Uma das atrizes francesas mais conhecidas da atualidade, Julie Delpy aventurou-se a dirigir filmes há alguns anos, e sua filmografia como cineasta é tão variada como quando atuando. Transitando entre gêneros, ela mostra uma versatilidade idêntica à sua escolha de personagens para interpretar. Vizinhos Bárbaros, sua nova empreitada em frente e atrás das câmeras, é uma comédia ácida sobre o estado das coisas, numa Europa aparentemente repleta de boa vontade, mas descortinando a hipocrisia.
Usando um estilo documental, assim revelando ainda mais da realidade, embora use ferramentas da ficção, o longa se passa numa pequena cidade, Paimpont, na qual os moradores resolvem aceitar uma família de refugiados ucranianos para receber subsídios do governo. Como os ucranianos estão em alta demanda na França, o local acaba tendo de aceitar uma família de sírios, o que não agrada a parte da comunidade, pelo fato de se tratarem de refugiados árabes.
Delpy lidera o elenco como Joëlle, uma professora de esquerda, que lidera a ação de receber os refugiados, mas que também fica um tanto balançada por não serem ucranianos, como preferiam. Os bárbaros do título, conforme se revela, não são exatamente os estrangeiros, mas parte dos moradores locais. Esses, por sua vez, são o estereótipo de franceses de uma região rural, preconceituosos e limitados.
Por outro lado, a família síria se mostra muito mais educada e mesmo com mais formação acadêmica do que os nativos – inclusive são capazes de se comunicar em francês, que aprenderam no campo de refugiados. Marwan (Ziad Bakri) é arquiteto, sua mulher, Louna (Dalia Naous), é uma designer gráfica, a cunhada dela é uma médica, e há ainda o pai de Louna e os dois filhos adolescentes.
Visando mostrar a boa vontade da cidade, uma câmera acompanha os refugiados, mas isso acaba sendo motivo de disputa. Num momento, quando há um pequeno incidente numa mercearia, e o produtor e Joëlle discutem, e ela solta: “Você nunca ouviu falar de Michael Moore?”, o que ressalta o caráter satírico do longa.

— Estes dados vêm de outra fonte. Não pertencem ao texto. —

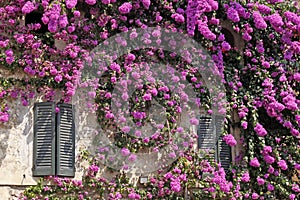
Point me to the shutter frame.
[216,116,232,171]
[197,115,216,159]
[32,102,55,176]
[56,103,75,177]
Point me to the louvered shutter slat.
[56,104,75,177]
[197,116,215,154]
[216,117,231,171]
[33,102,55,176]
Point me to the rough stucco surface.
[0,21,244,200]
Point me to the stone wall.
[0,18,243,200]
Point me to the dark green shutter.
[56,104,75,176]
[215,116,231,171]
[197,116,216,157]
[32,102,55,176]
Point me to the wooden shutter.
[215,116,231,171]
[56,104,75,177]
[197,116,216,157]
[32,102,55,176]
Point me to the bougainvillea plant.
[0,0,300,200]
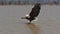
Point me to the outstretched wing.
[29,6,40,17]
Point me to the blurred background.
[0,0,60,5]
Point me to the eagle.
[21,3,41,24]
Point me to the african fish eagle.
[21,3,41,23]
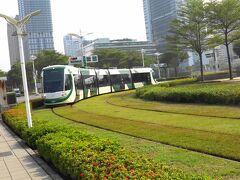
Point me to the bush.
[7,92,17,105]
[31,98,44,109]
[136,80,240,104]
[3,105,207,179]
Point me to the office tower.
[7,16,20,67]
[63,35,81,57]
[18,0,54,61]
[143,0,184,52]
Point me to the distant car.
[13,88,21,97]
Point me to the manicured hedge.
[136,80,240,104]
[3,104,208,179]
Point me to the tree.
[207,0,240,79]
[233,43,240,57]
[167,0,210,81]
[160,50,188,77]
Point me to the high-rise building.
[7,16,20,67]
[63,35,82,57]
[18,0,54,61]
[143,0,184,52]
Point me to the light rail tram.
[42,65,155,106]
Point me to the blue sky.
[0,0,146,71]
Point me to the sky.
[0,0,146,71]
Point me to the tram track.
[52,102,240,162]
[105,92,240,120]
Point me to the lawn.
[42,88,240,177]
[33,108,240,179]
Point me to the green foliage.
[233,42,240,57]
[136,79,240,104]
[167,0,210,80]
[207,0,240,79]
[0,69,6,77]
[7,92,17,105]
[3,106,206,179]
[31,98,44,109]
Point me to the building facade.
[83,38,156,56]
[63,35,82,57]
[143,0,184,53]
[18,0,54,61]
[7,16,20,67]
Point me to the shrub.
[3,105,208,179]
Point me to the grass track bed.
[54,104,240,161]
[33,108,240,179]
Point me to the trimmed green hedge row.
[136,80,240,104]
[3,104,209,179]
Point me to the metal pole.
[157,55,161,79]
[32,60,38,94]
[141,49,145,67]
[15,26,32,128]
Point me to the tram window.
[43,69,64,93]
[97,75,110,87]
[75,75,83,89]
[132,73,151,84]
[111,74,122,84]
[83,75,96,89]
[65,74,72,91]
[121,74,131,84]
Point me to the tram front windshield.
[43,69,64,93]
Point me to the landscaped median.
[3,104,210,179]
[136,79,240,105]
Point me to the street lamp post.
[0,10,40,128]
[31,55,39,95]
[141,49,145,67]
[69,31,93,67]
[155,52,162,79]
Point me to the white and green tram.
[42,65,155,106]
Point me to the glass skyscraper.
[143,0,184,52]
[18,0,54,60]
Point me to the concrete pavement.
[0,117,62,180]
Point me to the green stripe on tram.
[45,88,73,104]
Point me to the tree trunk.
[198,52,204,82]
[225,43,233,80]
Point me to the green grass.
[136,81,240,105]
[33,107,240,179]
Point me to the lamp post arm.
[0,14,18,26]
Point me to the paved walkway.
[0,117,62,180]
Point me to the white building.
[63,35,81,57]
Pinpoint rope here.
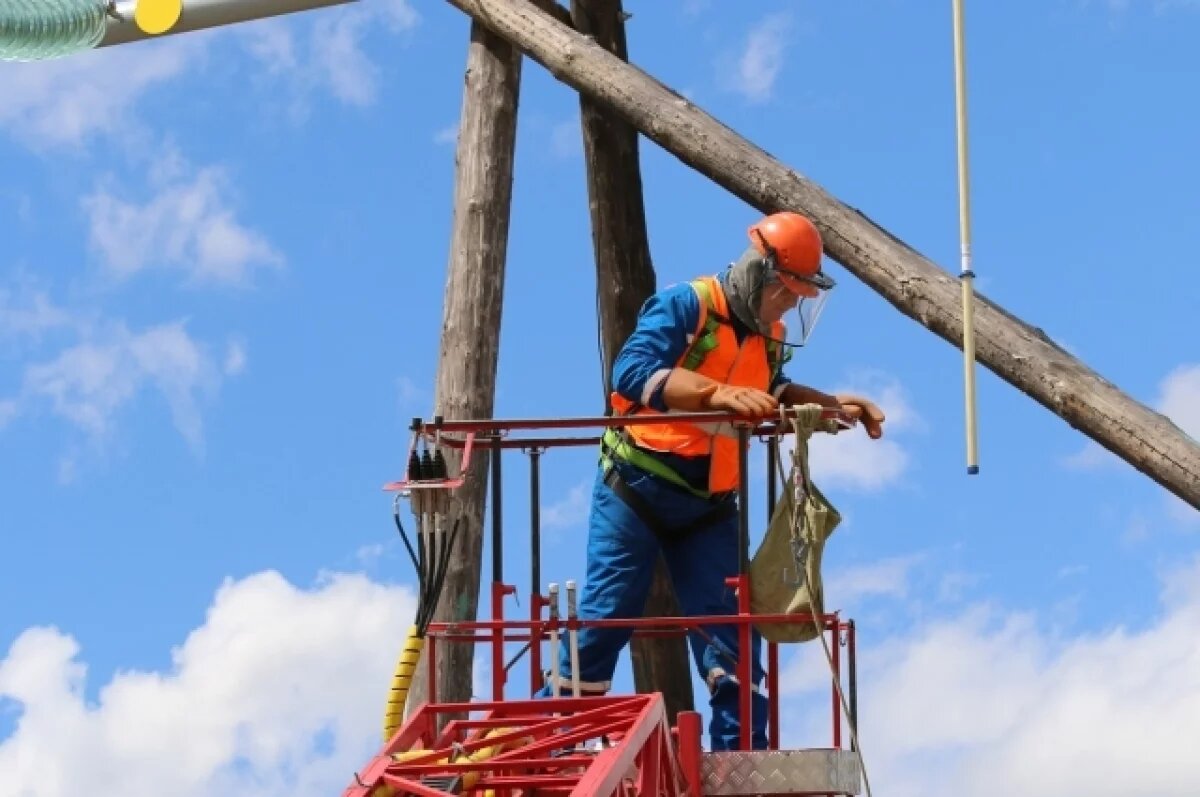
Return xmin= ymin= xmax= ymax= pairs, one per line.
xmin=775 ymin=405 xmax=871 ymax=797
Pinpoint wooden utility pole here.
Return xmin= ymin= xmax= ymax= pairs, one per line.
xmin=571 ymin=0 xmax=692 ymax=723
xmin=448 ymin=0 xmax=1200 ymax=509
xmin=408 ymin=23 xmax=521 ymax=719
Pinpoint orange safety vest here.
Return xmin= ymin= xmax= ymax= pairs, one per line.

Mas nem tudo é humor. Vizinhos Bárbaros é o filme mais político de Delpy. Há momentos dramáticos em que a diretora, roteirista e atriz aponta para um futuro mais otimista de compreensão mútua e ajuda. E, embora ria dos franceses e suas limitações diante das boas ações, resta, no filme, uma genuína crença na possibilidade de um mundo melhor.